Along with learning to speak the target language and learning its rules through use, the ESL learners must distinguish which part of their communicative proficiency should be used in a social setting and which in an academic environment. In her book, Book Bridges for ESL Students, Suzanne Reid says that although the interaction with the target language is essential, it does not guarantee communicative efficiency. The process of hearing and seeing the new language used in an everyday environment is just the first step. Reid adds that it will be easier for the ESL learners to achieve success if they focus first on hearing the specific sounds in English before making an attempt at speaking (12). Spangenberg-Urbschat and Pritchard agree on the same point made by Reid in that it is not just enough that the target language learners expose themselves to it. The authors say that there are other components integrated in the gain of communicative competency: the nature of the language input and the attributes of each individual’s ability and inclination to make sense of the input (45). If the student is open and positive about learning the new language, the information he/she receives will be absorbed better and faster. Here is where the attitude of the teacher can improve the learning process.

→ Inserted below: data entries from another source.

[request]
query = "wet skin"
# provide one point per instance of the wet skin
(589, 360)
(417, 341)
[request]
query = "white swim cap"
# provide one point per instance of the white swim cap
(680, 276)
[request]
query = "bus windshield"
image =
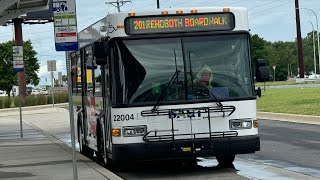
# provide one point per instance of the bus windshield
(181, 69)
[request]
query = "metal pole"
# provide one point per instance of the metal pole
(314, 50)
(19, 42)
(52, 86)
(118, 5)
(299, 41)
(20, 111)
(317, 32)
(274, 74)
(72, 128)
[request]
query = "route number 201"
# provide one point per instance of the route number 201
(123, 117)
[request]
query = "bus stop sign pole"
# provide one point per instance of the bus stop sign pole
(72, 128)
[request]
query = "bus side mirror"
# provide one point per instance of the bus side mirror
(101, 51)
(262, 71)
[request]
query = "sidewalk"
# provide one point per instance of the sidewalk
(40, 156)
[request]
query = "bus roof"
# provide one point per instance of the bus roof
(113, 24)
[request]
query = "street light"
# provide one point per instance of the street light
(314, 50)
(317, 31)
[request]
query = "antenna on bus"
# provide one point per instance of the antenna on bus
(118, 3)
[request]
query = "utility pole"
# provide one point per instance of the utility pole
(314, 49)
(299, 41)
(118, 4)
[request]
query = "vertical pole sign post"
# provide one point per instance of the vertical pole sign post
(66, 39)
(60, 79)
(51, 65)
(18, 66)
(274, 72)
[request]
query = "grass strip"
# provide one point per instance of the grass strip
(304, 101)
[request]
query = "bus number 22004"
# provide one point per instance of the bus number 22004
(123, 117)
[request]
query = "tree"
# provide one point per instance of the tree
(7, 76)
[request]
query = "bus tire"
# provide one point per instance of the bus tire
(85, 150)
(225, 160)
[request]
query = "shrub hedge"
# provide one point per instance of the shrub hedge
(33, 100)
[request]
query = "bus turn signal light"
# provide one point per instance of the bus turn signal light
(116, 132)
(131, 14)
(226, 9)
(194, 11)
(256, 123)
(179, 12)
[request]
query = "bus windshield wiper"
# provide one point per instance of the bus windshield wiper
(206, 88)
(165, 92)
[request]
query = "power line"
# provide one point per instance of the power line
(258, 12)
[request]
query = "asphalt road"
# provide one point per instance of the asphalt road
(288, 145)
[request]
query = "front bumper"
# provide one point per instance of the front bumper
(186, 148)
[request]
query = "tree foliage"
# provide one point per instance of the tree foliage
(284, 55)
(7, 76)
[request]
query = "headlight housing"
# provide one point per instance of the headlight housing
(240, 124)
(131, 131)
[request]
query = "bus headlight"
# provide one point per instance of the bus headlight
(240, 124)
(134, 131)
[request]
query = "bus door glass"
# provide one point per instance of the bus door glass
(147, 71)
(89, 94)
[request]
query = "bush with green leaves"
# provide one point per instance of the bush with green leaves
(42, 100)
(6, 102)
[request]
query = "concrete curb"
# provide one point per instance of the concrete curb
(290, 117)
(28, 108)
(103, 171)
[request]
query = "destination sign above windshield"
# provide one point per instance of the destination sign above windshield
(179, 23)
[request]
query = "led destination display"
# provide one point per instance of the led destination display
(179, 23)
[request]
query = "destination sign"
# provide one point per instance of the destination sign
(179, 23)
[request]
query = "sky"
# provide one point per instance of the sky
(273, 20)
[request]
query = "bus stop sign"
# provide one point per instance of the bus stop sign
(65, 25)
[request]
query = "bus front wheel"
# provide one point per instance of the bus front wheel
(85, 150)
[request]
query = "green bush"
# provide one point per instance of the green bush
(42, 100)
(7, 102)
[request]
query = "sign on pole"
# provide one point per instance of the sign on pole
(18, 58)
(65, 25)
(60, 78)
(51, 65)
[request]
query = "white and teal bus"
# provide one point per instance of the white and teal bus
(166, 84)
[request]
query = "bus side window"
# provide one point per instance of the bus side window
(89, 69)
(74, 73)
(97, 80)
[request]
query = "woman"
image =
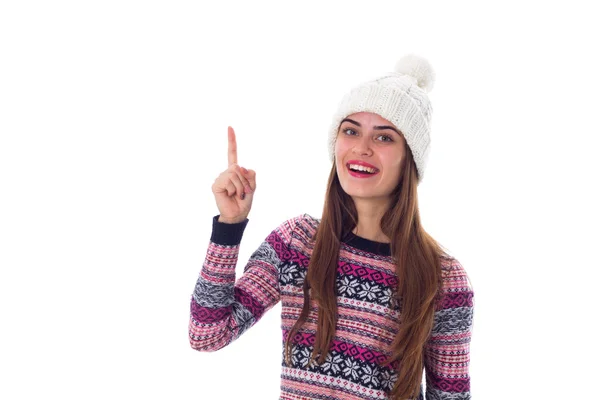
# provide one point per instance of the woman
(369, 299)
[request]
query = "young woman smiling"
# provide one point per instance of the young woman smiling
(369, 299)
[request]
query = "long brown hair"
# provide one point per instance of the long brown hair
(417, 258)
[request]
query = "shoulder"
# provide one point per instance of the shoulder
(303, 225)
(455, 285)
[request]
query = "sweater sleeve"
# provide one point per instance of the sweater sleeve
(221, 308)
(447, 350)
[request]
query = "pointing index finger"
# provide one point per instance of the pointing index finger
(232, 147)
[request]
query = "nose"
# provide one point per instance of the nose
(362, 147)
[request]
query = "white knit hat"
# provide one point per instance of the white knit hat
(401, 98)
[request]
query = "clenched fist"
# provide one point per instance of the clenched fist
(234, 188)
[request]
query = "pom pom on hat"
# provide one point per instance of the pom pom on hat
(418, 68)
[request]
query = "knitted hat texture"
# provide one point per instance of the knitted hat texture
(401, 98)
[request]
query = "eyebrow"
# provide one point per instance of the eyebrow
(379, 128)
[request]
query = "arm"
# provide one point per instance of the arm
(447, 350)
(222, 308)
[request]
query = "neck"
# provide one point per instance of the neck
(369, 220)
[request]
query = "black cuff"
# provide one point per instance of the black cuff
(227, 234)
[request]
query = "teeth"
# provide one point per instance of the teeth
(362, 168)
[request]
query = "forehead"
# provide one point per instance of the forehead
(369, 118)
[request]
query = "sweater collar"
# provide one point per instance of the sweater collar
(379, 248)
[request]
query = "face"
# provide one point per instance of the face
(368, 140)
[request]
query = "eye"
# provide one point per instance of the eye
(387, 138)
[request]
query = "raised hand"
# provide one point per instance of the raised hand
(234, 188)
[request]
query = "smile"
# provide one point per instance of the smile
(361, 170)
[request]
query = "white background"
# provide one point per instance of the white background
(113, 123)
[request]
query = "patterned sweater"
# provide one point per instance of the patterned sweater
(222, 309)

What Part Does the Teacher Play in the Success of the ESL Student?
All teachers must abide by the regulations imposed by the US Department of Education. To do the contrary may cost them their jobs. However, one can not ignore that teachers have a great influence on how the student assimilates the information provided by them. Teachers’ attitudes toward the ESL students was the focus of a study done by Judy Sharkey and Carolyn Layzer called “Whose Definition of Success? Identifying Factors That Affect English Language Learners’ Access to Academic Success and Resources.” Although they recognize that the students themselves have a great responsibility in the learning process, they believe that in a learning community, the teacher holds most of the responsibility. Sharkey and Layzer say that a social engagement must occur in order for the learning process to be successful. During this time, teachers should provide enough practice, encourage participation, and create a proper environment for the student (355-56). Moreover, teachers must be able to recognize behavior patterns in their students because self-esteem plays an important part in the learning process. A high self-esteem will motivate the student to perform in an active way while a low self-esteem will do the complete opposite. Spangenberg-Urbschat and Pritchard also acknowledge the relationship between a student’s high and low self-esteem and how it affects the student’s success or failure in acquiring communicative competency in the target language (65).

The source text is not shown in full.